What seems clear here are a number of things. First, this data release is potentially more momentous than the release of hospital charges last year, for a number of reasons, most especially because of the apparently incredibly wide range of variation of Medicare charges on the part of practicing physicians (which makes sense for obvious reasons), compared to the already-wide variation of charges on the part of hospitals participating in the Medicare program.

And the push towards transparency is very purposeful on the part of Department of Health and Human Services (HHS) and the Centers for Medicare and Medicaid Services (CMS). As HHS Secretary Sebelius said in a statement on April 9 within a press release announcing the data release, “Currently, consumers have limited information about how physicians and other healthcare professionals practice medicine,” said Sebelius in a statement. “This data will help fill that gap by offering insight into the Medicare portion of a physician’s practice. The data released today afford researchers, policymakers and the public a new window into healthcare spending and physician practice patterns.”

So, first, this is part of a broader push for transparency around healthcare costs and payments that will only accelerate in the coming months and years.

Second, this data release will likely increase the tension between organized medicine (the AMA and the medical specialty societies) over transparency of healthcare payments and outcomes, as this whole phenomenon moves forward over time.
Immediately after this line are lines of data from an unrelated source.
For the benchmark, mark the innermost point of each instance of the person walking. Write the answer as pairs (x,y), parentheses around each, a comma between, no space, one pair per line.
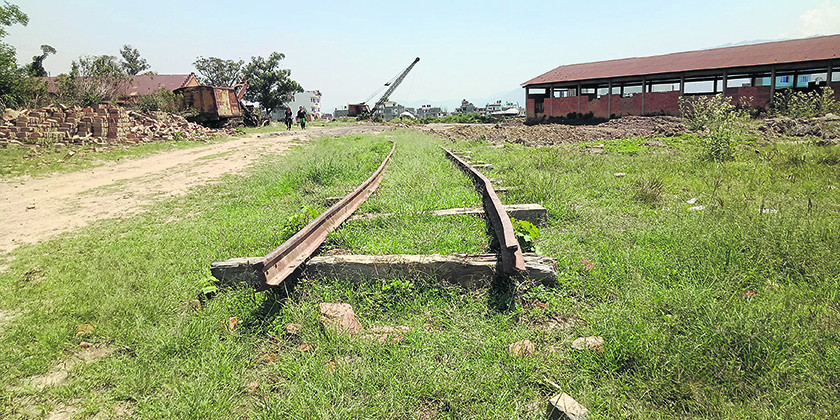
(288,118)
(302,118)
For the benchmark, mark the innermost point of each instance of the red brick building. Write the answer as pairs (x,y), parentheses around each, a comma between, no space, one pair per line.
(653,85)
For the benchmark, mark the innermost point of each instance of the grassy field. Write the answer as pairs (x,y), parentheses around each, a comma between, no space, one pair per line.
(727,312)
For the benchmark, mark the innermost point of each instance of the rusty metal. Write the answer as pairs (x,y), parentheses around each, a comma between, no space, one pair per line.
(509,251)
(283,261)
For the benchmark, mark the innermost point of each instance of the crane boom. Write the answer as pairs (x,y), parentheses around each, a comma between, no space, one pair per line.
(393,87)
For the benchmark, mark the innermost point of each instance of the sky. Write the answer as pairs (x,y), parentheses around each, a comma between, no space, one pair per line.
(474,50)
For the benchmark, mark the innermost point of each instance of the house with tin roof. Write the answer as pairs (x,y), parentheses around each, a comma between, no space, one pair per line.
(654,85)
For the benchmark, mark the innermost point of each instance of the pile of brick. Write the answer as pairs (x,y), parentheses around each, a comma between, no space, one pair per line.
(100,124)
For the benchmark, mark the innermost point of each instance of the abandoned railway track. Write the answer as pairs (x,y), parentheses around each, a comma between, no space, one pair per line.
(275,267)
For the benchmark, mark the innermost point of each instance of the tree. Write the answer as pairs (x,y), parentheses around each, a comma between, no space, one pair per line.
(96,66)
(93,79)
(13,80)
(36,68)
(214,71)
(268,84)
(9,15)
(132,63)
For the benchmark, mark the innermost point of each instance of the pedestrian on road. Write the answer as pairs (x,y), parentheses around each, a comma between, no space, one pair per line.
(302,118)
(288,118)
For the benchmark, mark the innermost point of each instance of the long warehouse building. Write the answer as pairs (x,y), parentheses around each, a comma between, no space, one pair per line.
(749,74)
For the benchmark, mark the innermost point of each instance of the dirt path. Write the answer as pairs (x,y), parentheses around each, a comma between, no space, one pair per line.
(35,209)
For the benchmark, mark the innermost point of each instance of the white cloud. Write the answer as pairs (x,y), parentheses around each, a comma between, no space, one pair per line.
(822,20)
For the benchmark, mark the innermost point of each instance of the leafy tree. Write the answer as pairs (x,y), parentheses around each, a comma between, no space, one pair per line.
(9,15)
(13,81)
(214,71)
(92,80)
(36,69)
(268,84)
(132,63)
(96,66)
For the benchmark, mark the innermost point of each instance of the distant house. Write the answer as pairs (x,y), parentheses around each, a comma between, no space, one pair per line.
(654,85)
(466,108)
(143,84)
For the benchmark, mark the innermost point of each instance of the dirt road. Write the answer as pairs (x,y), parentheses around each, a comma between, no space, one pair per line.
(35,209)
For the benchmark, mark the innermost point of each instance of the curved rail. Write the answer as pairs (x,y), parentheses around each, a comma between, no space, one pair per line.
(511,255)
(283,261)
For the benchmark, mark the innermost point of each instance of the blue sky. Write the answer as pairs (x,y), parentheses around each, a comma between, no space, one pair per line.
(467,49)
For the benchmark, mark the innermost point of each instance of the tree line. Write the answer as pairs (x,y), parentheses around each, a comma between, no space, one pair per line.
(101,78)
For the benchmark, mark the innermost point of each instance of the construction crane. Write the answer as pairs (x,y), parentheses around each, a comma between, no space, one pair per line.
(354,110)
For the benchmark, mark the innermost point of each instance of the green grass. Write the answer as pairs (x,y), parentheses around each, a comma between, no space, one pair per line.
(722,313)
(725,312)
(35,160)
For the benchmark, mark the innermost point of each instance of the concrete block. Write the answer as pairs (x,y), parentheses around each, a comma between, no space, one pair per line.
(534,213)
(564,407)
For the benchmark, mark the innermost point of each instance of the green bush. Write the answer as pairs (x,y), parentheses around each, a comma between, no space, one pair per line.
(717,115)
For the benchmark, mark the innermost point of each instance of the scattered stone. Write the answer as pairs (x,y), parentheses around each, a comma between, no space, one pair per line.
(293,329)
(521,348)
(594,343)
(252,387)
(84,329)
(564,407)
(267,358)
(386,335)
(339,317)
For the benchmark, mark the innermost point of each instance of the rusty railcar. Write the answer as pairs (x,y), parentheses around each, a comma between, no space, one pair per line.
(214,106)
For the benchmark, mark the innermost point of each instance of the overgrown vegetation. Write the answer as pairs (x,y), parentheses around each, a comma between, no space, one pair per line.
(723,122)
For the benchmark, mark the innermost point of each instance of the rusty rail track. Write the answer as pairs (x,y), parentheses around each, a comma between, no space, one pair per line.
(509,251)
(283,261)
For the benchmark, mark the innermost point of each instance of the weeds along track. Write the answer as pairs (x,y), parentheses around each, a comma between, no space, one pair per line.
(272,269)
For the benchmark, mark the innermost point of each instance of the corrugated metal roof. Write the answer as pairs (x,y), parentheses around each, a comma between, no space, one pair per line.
(793,51)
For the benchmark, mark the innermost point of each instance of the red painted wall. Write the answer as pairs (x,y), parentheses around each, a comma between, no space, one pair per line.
(667,103)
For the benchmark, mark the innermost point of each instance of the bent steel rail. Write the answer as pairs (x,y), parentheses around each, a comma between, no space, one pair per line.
(511,256)
(283,261)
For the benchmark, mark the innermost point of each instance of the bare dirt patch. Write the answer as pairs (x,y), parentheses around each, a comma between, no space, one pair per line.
(35,209)
(548,134)
(57,376)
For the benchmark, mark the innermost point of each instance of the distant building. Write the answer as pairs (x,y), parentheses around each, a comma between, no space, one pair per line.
(310,100)
(654,85)
(429,111)
(341,113)
(391,110)
(466,108)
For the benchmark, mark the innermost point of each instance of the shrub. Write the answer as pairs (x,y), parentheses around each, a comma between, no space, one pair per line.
(724,122)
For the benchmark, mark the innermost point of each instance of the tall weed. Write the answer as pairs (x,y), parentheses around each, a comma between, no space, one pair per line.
(717,115)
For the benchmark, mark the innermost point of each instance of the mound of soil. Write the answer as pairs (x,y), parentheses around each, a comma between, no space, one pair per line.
(826,127)
(548,134)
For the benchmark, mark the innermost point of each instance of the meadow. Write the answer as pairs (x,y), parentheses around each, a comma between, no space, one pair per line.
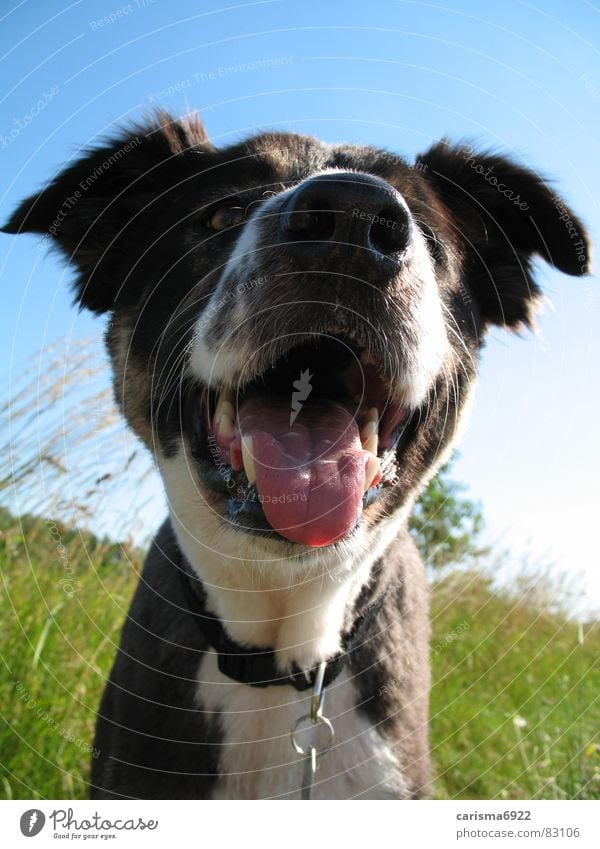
(515,707)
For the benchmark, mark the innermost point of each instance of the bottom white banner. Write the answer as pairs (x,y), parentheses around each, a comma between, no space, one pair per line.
(265,824)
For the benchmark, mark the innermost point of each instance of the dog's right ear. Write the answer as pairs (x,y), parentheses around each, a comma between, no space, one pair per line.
(93,208)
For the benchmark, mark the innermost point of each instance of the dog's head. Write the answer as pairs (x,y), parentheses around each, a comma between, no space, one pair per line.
(295,325)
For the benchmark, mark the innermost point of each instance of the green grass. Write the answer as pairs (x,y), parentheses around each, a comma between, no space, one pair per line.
(515,702)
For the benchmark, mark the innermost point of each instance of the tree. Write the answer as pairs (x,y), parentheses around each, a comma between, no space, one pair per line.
(447,526)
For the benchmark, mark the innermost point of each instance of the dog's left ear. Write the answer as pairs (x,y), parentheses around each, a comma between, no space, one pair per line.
(503,215)
(99,210)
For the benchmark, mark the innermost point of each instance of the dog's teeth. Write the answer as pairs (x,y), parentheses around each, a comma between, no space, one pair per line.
(371,444)
(372,470)
(248,459)
(224,409)
(224,426)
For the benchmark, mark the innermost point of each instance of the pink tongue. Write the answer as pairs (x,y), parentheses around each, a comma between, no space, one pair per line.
(310,475)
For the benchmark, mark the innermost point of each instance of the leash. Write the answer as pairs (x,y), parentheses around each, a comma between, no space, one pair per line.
(314,721)
(256,667)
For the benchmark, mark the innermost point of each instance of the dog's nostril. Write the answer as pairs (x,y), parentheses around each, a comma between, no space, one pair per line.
(311,220)
(390,231)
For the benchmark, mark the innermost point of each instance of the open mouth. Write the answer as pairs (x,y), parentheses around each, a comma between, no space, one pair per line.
(303,449)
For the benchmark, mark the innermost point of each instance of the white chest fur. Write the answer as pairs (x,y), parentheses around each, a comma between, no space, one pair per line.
(257,760)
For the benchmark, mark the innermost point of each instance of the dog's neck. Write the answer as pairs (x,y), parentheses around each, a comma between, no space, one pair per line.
(297,606)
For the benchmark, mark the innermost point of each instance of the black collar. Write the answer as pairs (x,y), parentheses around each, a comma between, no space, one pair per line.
(256,666)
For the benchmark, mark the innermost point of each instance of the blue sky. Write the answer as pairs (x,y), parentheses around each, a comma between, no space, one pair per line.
(516,76)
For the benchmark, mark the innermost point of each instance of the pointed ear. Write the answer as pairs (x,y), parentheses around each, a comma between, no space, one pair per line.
(95,209)
(503,215)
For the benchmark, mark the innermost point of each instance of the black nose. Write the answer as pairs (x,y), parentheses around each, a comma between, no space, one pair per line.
(348,209)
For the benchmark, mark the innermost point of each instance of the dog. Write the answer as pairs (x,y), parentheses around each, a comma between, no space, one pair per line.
(294,330)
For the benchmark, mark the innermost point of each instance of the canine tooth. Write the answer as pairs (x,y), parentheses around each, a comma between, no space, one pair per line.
(371,471)
(371,443)
(248,459)
(224,426)
(368,429)
(224,407)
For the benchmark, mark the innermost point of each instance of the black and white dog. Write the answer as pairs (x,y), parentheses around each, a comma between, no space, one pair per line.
(294,330)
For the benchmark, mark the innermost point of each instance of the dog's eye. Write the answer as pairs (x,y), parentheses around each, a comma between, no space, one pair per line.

Third, even though this situation with Medicare stands separate from everything else taking place right now in the industry, it has the potential to impact the ways in which physicians will be interacting with healthcare and healthcare IT leaders along a number of dimensions, including participating in outcomes measurement and value-based payment programs, accountable care organizations, bundled-payment contracts, patient-centered medical homes—the list goes on.

In short, when you as a CIO, CMIO, CMO, or other leader who has some involvement in working with clinical, reimbursement, and financial data, are working with physicians in your organization or affiliated with it, going forward, it will be important to know that your doctors may be feeling buffeted by the winds of a variety of different types of transparency push, including future data releases like the one from HHS/CMS this month. On an abstract level, your own organization’s performance improvement initiative or accountable care development might be technically unrelated to those other transparency developments, but the reality is that your physicians will be increasingly finding themselves pushed forward towards the new healthcare—a healthcare system of significantly greater accountability and transparency,  not to mention one with intensified demands for the documentation of improved care quality and cost-effectiveness.

And thus, a phenomenon like this HHS/CMS data release, though formally unrelated to your organization’s own initiatives, could very well help to influence the framework within which your physicians will understand their current operational and practice landscape. In other words, to appropriate John Donne’s famous quote for another purpose altogether, “No man is an island, entire of itself; every man is a piece of the continent, a part of the main”—and neither is any individual data transparency development in healthcare an island unto itself, nor will it be, going forward.